LOGINCHAPTER 8
ARIA’S POV
By the second night after our return from the ruins, the air in camp had shifted. Not in any obvious way, the fire still burned low in the pit, the same sentries kept watch at the same rotations but I could feel it in my skin, in the restless twitch of my wolf beneath the surface.
Eyes.
Someone was watching.
I told myself it was just the paranoia that came with reading my father’s words too many times. The journal hadn’t left my tent since we returned. I kept it wrapped in an old scarf at the bottom of my pack, but I could feel it there, humming with secrets, with danger.
Secrets Kaiden Blackthorn had kept from me.

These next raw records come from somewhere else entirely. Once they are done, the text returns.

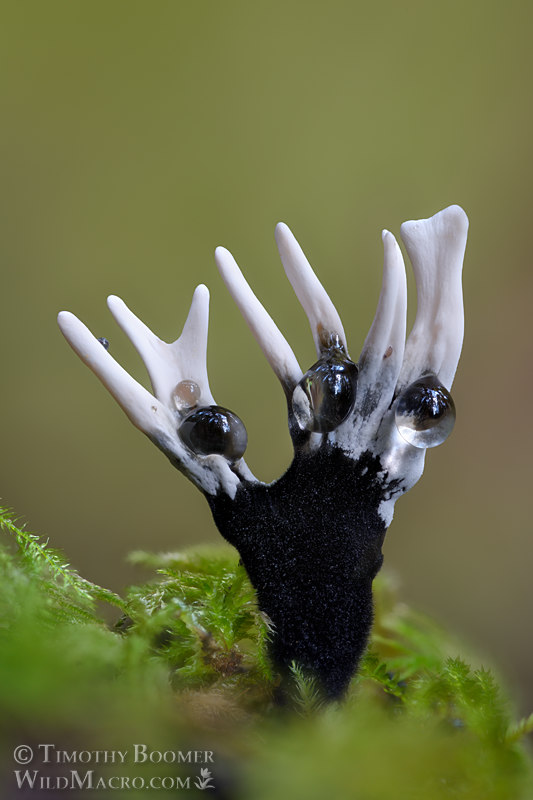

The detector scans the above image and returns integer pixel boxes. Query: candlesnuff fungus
[58,206,468,698]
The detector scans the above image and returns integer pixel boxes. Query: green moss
[0,510,533,800]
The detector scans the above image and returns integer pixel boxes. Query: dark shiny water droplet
[292,343,358,433]
[178,406,248,461]
[395,375,455,447]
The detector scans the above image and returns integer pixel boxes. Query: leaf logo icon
[194,767,215,789]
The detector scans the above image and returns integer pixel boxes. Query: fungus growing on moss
[58,206,468,699]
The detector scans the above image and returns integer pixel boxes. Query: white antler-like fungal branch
[59,206,468,699]
[58,285,255,497]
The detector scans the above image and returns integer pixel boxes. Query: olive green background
[0,0,533,711]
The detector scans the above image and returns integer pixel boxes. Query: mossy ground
[0,511,533,800]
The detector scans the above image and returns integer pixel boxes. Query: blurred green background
[0,0,533,711]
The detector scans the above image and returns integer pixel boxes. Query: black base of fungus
[208,445,386,699]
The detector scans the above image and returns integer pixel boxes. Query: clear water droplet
[178,406,248,461]
[395,375,455,448]
[292,337,358,433]
[172,381,200,411]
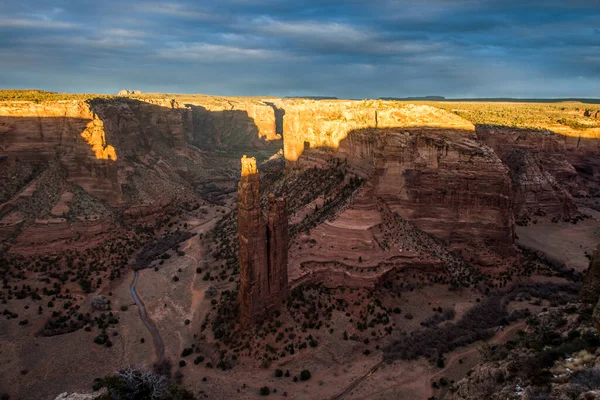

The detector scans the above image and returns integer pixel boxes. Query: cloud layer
[0,0,600,98]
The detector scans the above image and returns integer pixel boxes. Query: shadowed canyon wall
[339,126,514,250]
[281,100,514,250]
[477,125,600,218]
[238,156,288,326]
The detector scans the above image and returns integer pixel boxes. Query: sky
[0,0,600,98]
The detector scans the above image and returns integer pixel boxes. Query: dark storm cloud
[0,0,600,98]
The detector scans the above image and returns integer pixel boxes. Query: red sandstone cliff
[238,156,288,326]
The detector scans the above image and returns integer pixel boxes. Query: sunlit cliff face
[241,154,257,176]
[81,119,117,161]
[282,100,475,162]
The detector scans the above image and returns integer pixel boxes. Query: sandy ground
[516,210,600,271]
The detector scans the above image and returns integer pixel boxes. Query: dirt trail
[129,271,165,363]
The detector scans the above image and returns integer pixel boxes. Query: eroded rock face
[581,245,600,304]
[477,126,578,218]
[281,100,514,250]
[0,96,277,253]
[238,156,288,326]
[278,100,473,162]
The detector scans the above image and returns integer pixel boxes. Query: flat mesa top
[241,154,257,176]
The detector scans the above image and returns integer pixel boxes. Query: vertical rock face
[238,156,288,326]
[581,245,600,304]
[281,100,514,250]
[278,100,474,162]
[477,126,578,217]
[339,127,514,251]
[267,194,288,298]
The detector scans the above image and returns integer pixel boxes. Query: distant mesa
[379,96,446,101]
[117,89,142,96]
[283,96,338,100]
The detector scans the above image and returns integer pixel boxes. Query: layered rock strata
[238,156,288,326]
[477,125,578,218]
[282,100,514,250]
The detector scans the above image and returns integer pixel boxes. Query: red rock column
[238,156,269,326]
[267,194,288,304]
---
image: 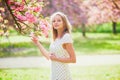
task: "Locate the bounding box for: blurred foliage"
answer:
[73,22,120,33]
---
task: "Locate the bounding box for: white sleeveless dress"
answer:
[50,33,73,80]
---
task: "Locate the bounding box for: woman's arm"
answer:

The thought alone was enough to make my teeth ache.
Cera ducked into my tent, her hair damp from the river. “David wants to move camp further north by morning.” She said.
I glanced up from sharpening my blade. “Why?”
“Tracks near the southern ridge. Large ones.” She hesitated. “Too clean to be rogue.”
I stilled. “Patrol?”
She shrugged, but the look in her eyes told me she thought the same thing I did. Patrols didn’t stray this close to the borderlands unless they were sent.
And there was only one Alpha I could think of who had reason to send them.
The blade in my hand caught the light, silver gleaming for an instant before I set it aside. “Let him watch.” I said, trying to keep my voice even.
Cera frowned slightly. “You think it’s him?”
“I know it’s him.” The bond had been a dull throb in my chest all day, quiet but present, like a heartbeat you weren’t meant to hear. That kind of pull wasn’t distance. It was close.
She didn’t argue, but she also didn’t look convinced.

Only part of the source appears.